1. Information We Collect

Personal information may include name, email, phone number, billing information, and business information.

Account information includes login credentials and data uploaded to the platform.

Customer Data may be stored by users who manage their own clients.

Payment processing is handled by third-party processors such as Stripe. Coheso does not store full credit card numbers.

Usage data may include IP address, browser type, device information, and usage activity.

2. How We Use Information

Information is used to operate the platform, manage accounts, process payments, provide support, improve services, prevent fraud, and comply with legal obligations.

3. Customer Data Responsibilities

Users retain ownership of their Customer Data. Coheso processes this data solely to provide the Services.

4. Data Sharing

Coheso does not sell personal data. Data may be shared with infrastructure providers, analytics providers, email services, or payment processors.

Data received from Google Workspace APIs is not transferred or sold to third parties, and is not used to serve advertising, retarget users, or determine credit-worthiness.

5. Data Retention

Data is retained only as long as necessary to provide services, comply with legal obligations, resolve disputes, and enforce agreements.

6. Data Security

Coheso implements reasonable safeguards including encryption and secure infrastructure.

7. AI and Data Usage

Coheso does NOT use Customer Data or personal data to train artificial intelligence or machine learning models.

Data is used solely to operate and improve the platform for the account owner.

Coheso does not sell, repurpose, or use user data for external AI model training.
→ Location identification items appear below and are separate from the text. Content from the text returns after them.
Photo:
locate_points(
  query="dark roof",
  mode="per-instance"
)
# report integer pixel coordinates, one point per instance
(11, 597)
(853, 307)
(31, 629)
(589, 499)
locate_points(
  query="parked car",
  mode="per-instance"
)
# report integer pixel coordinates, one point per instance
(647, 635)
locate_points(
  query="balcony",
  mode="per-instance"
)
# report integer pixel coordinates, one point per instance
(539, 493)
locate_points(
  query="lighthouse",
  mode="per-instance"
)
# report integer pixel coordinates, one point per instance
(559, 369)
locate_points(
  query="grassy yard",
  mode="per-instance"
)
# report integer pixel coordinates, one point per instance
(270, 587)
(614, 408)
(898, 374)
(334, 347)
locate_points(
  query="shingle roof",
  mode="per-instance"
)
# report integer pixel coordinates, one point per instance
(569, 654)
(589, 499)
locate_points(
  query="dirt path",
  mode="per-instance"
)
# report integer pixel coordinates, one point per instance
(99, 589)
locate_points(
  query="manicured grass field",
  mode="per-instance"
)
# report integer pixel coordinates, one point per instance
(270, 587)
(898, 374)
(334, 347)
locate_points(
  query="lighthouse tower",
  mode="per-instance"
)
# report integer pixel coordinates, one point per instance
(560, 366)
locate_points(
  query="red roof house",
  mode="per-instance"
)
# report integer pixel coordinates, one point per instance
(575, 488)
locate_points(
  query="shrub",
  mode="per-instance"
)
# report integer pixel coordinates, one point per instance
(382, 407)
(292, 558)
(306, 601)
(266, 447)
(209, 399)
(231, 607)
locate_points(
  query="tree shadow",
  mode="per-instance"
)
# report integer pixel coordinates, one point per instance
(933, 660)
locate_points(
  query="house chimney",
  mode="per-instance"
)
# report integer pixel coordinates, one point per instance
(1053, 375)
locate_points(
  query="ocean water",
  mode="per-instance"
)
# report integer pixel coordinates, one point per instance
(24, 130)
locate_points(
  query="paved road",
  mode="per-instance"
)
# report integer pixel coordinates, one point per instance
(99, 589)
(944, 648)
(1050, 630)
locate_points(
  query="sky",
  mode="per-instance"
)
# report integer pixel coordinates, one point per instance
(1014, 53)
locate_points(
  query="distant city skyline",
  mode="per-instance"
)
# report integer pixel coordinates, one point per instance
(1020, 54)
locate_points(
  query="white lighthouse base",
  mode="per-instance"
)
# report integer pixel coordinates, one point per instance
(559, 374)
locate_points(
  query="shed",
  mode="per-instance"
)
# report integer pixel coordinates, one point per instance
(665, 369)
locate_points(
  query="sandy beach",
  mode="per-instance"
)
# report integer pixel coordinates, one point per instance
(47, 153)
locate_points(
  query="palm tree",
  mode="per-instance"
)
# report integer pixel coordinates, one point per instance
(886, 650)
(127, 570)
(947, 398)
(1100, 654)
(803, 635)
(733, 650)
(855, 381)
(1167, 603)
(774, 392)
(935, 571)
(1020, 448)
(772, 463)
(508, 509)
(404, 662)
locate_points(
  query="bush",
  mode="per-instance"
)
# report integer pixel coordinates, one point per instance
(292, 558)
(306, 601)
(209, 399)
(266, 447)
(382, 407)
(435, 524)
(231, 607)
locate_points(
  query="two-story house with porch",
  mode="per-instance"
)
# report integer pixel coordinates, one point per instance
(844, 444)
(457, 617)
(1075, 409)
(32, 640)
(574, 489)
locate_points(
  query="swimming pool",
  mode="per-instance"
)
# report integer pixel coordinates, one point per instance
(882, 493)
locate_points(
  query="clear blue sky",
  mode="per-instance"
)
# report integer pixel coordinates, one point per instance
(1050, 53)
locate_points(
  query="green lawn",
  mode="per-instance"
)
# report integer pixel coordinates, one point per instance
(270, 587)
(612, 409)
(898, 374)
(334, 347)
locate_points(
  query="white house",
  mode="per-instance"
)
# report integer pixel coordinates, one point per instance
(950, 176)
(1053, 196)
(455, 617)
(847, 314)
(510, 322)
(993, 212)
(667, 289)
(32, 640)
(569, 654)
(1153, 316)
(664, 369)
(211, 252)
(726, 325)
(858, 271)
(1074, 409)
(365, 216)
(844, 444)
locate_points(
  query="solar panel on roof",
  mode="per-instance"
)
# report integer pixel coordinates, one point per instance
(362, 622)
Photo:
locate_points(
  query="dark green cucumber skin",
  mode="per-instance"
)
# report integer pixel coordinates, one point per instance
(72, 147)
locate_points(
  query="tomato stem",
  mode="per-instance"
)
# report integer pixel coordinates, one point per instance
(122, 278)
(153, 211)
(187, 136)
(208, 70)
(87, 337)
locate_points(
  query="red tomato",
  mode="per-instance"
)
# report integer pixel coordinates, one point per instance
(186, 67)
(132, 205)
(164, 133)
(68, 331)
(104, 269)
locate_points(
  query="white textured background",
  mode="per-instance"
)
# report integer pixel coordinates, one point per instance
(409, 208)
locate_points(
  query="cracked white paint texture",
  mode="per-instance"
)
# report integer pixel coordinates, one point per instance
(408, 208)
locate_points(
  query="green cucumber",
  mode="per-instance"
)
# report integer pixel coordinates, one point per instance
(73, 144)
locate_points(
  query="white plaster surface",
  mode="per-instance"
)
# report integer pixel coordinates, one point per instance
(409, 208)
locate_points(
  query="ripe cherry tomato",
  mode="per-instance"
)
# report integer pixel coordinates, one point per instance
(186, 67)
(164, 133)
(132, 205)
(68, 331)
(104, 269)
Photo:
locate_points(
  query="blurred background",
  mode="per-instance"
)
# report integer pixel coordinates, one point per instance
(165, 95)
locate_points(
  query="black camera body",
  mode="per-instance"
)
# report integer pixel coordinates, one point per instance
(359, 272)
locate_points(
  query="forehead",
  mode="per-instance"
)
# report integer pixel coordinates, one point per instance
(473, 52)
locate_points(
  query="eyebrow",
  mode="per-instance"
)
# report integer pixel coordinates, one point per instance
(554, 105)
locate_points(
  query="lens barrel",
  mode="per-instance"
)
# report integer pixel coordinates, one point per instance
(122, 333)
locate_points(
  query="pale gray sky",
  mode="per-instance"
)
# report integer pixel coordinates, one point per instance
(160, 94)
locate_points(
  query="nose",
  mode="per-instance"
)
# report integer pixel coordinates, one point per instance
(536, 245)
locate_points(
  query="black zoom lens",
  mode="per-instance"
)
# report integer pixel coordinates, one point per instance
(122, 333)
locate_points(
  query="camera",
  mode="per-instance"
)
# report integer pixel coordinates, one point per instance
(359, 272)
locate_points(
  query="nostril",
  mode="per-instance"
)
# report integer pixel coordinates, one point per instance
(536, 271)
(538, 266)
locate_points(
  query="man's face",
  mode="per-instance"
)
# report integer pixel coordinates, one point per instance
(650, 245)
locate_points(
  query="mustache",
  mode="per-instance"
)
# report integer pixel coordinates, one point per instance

This commitment applies to data Coheso receives from Google Workspace APIs: Coheso does not use such data to develop, improve, or train any artificial intelligence or machine-learning model, including non-personalized models.

8. Google Workspace Data (Google Calendar & Google Meet)

Coheso offers an optional integration with Google Calendar and Google Meet that coaches may choose to connect to their Coheso account. Coheso does not request a Google connection from clients.

Information we access.When a coach connects their Google account to Coheso, Coheso requests the following OAuth scopes through Google’s standard consent screen:

  • openid, email, and profile — to identify the connected Google account so Coheso can show the coach which account is connected and label the integration in the Coheso interface.
  • https://www.googleapis.com/auth/calendar.calendarlist.readonly — to read the list of calendars to which the coach has write access, so the coach can choose which calendar Coheso writes session events to.
  • https://www.googleapis.com/auth/calendar.freebusy— to read the start and end times of busy intervals on the coach’s selected calendar, so Coheso can avoid double-booking the coach. This scope does not grant Coheso access to the titles, descriptions, attendees, or locations of those events.
  • https://www.googleapis.com/auth/calendar.events — to create, update, and delete the calendar events that Coheso publishes on behalf of the coach for sessions booked through Coheso.
  • https://www.googleapis.com/auth/meetings.space.created (optional) — to generate a Google Meet conference link for a session when the coach has enabled Meet provisioning. This scope is limited to Meet spaces that Coheso creates; it does not grant Coheso access to any other Meet spaces.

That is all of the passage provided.